So it’s said that Freud’s dying words were: “What do women want?” Whether any female on the premises answered: “I’ll tell you, only if you’ll give it to me,” is unknown, but the point is, women are a mystery. Even to the greatest of minds, not to mention our own.
Frankly, however, I get the feeling that we’ve become bored by all the ruminating and speculating. Girlfriends say that when they have a spare hour, they spend it on a foot massage, which is far less expensive and so much more rewarding than an hour on the couch. Ah, if only I was at Herr Doktor’s bedside when he asked that question. I could have told him, gently but firmly: “Listen Doc, who the hell cares?”
To my shame, filmmaker Nancy Meyers cared.
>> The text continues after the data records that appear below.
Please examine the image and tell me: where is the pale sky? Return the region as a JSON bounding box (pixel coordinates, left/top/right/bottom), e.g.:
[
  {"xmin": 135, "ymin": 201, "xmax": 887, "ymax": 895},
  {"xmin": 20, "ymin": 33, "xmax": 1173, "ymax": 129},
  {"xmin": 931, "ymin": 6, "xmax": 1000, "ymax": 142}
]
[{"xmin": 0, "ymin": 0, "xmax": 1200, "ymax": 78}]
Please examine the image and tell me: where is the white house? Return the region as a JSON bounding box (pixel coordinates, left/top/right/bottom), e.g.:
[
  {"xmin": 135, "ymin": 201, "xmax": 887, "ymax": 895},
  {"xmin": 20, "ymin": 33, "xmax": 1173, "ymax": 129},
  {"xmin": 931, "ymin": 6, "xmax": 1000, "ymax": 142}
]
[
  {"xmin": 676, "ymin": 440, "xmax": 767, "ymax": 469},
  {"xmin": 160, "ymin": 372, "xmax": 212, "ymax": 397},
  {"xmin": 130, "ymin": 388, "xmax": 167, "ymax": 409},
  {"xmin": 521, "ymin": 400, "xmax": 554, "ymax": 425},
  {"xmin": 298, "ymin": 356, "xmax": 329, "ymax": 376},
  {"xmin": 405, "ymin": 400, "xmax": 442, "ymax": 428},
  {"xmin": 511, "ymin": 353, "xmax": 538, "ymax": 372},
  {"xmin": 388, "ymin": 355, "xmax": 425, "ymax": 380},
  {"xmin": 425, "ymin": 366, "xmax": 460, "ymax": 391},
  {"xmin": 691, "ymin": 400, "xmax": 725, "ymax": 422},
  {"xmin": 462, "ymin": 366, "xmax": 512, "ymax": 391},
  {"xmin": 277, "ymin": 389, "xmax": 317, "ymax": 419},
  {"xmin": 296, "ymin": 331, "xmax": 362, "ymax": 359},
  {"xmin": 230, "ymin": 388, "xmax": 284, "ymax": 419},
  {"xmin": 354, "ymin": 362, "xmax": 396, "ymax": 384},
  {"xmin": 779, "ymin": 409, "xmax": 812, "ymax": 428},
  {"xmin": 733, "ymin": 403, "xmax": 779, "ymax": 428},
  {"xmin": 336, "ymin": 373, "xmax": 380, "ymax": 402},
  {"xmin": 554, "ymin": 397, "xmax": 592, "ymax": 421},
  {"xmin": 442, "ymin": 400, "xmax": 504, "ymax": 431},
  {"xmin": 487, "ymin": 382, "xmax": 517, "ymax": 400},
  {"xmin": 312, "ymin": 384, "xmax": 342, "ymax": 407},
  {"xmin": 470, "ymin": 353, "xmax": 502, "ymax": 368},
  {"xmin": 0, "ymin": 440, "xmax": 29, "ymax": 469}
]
So much that she made a movie called “What Women Want” (released in Japan as “Heart of Woman”) and plopped Mel Gibson right in the center like the biggest, reddest strawberry on a huge, pink cake. Grab a fork girls, says this movie. Dig right in. And after the last bite, we may have arrived at some form of self-knowledge, a logical conclusive nugget of wisdom that answers Freud’s question. If you believe that, you’ll believe anything.
Still, “What Women Want” deserves credit, since this is the most politically correct movie I’ve ever seen — not an easy feat. It’s designed and executed in such a way that no woman, regardless of age, race or social position, should feel left out from the onscreen psychoanalytical probings of their heart’s desires. Unless you’re a 10-year-old Laplander who miraculously has never heard of the word “prom,” you will supposedly find yourself betwixt the scenes of “What Women Want” and sigh with contentment: There I am, and that’s what I want. Herr Doktor, this is what you’re missing in the 21st century.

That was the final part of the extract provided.